Tarsnap - Efficiency

Efficiency

When creating archives, Tarsnap takes streams of archive data and splits them into variable-length blocks; these blocks are compared, and any duplicate blocks are removed (i.e., the data is "de-duplicated") before being uploaded to the Tarsnap server.

Tarsnap keeps a local cache telling it what blocks have been previously stored, and uses this when creating further archives; thus storing two archives containing the same data only takes very slightly more space (due to a small amount of per-archive overhead) than storing a single archive.
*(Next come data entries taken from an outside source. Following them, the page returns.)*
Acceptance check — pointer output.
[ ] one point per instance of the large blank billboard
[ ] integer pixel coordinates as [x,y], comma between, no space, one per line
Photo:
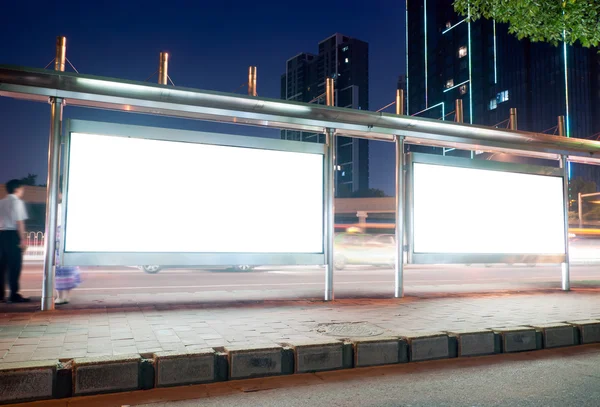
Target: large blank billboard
[496,210]
[180,193]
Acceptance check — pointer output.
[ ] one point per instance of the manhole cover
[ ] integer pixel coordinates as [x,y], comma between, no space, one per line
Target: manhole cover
[350,329]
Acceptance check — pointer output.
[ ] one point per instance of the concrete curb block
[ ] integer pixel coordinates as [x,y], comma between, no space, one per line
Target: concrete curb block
[318,356]
[182,368]
[428,346]
[558,335]
[518,339]
[254,361]
[379,351]
[589,330]
[106,374]
[474,343]
[27,381]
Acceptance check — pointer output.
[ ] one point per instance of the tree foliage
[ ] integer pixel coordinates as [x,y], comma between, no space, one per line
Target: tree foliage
[551,21]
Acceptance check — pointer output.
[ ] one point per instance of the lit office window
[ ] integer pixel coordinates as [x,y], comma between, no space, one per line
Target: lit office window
[502,97]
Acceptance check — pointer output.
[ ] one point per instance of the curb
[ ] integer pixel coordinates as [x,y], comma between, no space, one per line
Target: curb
[51,379]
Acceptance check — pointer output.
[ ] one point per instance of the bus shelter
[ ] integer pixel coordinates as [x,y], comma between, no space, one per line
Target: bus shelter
[484,188]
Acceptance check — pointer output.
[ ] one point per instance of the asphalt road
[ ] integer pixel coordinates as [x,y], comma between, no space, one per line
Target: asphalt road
[566,377]
[102,285]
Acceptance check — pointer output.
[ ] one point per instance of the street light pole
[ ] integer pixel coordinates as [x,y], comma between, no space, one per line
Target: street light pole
[56,109]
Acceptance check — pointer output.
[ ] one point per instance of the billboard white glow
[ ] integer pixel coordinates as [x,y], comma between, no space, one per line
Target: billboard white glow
[140,195]
[465,210]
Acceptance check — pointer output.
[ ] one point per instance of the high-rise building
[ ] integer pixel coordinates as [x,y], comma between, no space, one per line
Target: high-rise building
[347,61]
[449,58]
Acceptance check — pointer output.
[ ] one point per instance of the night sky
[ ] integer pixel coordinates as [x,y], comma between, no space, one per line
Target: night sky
[211,45]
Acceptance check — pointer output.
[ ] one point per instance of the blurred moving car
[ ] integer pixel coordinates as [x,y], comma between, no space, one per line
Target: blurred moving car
[351,248]
[154,268]
[364,249]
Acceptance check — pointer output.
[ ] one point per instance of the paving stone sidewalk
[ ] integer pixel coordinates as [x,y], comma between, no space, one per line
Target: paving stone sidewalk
[69,334]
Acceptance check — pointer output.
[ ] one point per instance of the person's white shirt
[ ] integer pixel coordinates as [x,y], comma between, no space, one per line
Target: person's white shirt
[12,210]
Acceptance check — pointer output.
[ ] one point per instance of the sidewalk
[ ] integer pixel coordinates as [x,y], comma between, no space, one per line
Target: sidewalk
[78,333]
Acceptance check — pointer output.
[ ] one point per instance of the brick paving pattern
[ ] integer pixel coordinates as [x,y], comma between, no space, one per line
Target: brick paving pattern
[68,334]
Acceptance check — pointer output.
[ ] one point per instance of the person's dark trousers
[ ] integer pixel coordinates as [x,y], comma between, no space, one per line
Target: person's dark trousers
[11,261]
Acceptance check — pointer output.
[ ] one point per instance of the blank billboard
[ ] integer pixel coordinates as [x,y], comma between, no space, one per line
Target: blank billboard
[136,195]
[477,211]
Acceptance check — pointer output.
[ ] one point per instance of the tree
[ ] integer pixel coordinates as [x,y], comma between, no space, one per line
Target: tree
[551,21]
[29,179]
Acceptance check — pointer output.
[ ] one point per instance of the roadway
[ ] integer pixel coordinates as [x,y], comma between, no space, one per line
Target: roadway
[562,377]
[119,286]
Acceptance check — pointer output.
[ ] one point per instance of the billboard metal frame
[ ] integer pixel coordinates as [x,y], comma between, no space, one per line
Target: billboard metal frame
[74,89]
[473,258]
[185,258]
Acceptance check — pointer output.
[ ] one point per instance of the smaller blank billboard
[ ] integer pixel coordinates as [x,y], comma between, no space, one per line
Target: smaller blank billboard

More importantly, if files change between archives, only the modifications will need to be uploaded when the second archive is created.

Due to Tarsnap's "de-duplication" functionality, it uses the same or less storage than a traditional full-plus-incrementals backup system, while still providing the flexibility of allowing archives to be created and deleted independently of each other — and in the case of log files, mail spools, and other large files which have small amounts of data appended to them frequently, Tarsnap uses far less bandwidth and storage than incremental backups, since Tarsnap avoids storing multiple copies of the unchanging segments of files. We have collected a few examples of deduplication efficiency.

Tarsnap also matches the run-time performance of incremental backups, by keeping a cache containing the paths, inode numbers, sizes, and modification times of files; in the event that files have not been modified, Tarsnap (like incremental backup systems) will avoid spending time reading them from disk.